いよいよ古事記を読み終わった。最後の方は、系譜のみになるが、その前にまだ物語のようなところがある。神様があまり出てこないような気がした。実は、雄略天皇の一言主大神の話し意外、全ては天皇家の紛争や歌の話しだ。中巻と同じく、認められない行為を犯す天皇は多いが、昔の有権者の行為を見たら、よくあることだ。イギリスの国王も同じだし、古典ローマ帝国の帝王も同じだ。日本の天皇は例外ではないなら、驚くべきではないだろう。

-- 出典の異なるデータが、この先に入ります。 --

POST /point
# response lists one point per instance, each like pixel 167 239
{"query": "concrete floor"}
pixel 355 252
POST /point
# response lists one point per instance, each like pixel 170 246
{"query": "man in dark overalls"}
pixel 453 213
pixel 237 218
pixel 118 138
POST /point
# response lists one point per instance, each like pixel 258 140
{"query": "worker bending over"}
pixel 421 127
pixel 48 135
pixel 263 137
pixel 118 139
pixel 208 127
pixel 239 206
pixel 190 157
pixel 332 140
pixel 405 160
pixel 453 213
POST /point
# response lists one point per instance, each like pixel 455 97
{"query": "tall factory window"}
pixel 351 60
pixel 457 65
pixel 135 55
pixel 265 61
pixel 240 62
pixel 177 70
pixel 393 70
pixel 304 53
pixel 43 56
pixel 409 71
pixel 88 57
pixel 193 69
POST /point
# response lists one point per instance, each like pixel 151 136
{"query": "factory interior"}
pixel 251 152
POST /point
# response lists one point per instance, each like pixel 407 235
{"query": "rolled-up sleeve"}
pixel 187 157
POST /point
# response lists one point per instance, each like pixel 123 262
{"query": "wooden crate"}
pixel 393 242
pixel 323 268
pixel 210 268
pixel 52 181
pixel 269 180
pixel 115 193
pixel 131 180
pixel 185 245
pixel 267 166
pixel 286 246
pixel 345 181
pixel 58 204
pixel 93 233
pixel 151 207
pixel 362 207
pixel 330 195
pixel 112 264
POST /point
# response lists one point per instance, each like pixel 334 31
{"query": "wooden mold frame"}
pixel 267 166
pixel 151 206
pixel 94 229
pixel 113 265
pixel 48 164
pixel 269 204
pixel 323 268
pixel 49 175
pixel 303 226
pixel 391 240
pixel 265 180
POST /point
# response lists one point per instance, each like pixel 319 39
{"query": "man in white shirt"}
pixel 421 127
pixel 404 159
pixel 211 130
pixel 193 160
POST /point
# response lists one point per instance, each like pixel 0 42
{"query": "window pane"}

いちばん疑問を起こしたところは、清寧天皇の没後の継承だ。或る大臣が遠い国に行って、偶然に「私たちは皇室の子だよ」と歌った少年を見付ける。この歌を信じて、天皇に即位させる話しだ。これを読んだら、天皇の系統が断絶されたのではないかと思う。証拠はないので、便利な物語が作られたのではないかと思った。もちろん、本当にその通りだったのは無理ではない。ただ、ちょっと信じ難いと思う。失った皇子を必要な時に発見するのは、便利過ぎるだろう。
さて、古事記を読んでよかったと思う。もう少し日本の文化が分かってきたし、神道によく出てくる神様などを詳しく知るようになった。日本書紀も読みたいと思うが、その前に他の本を読むつもりだ。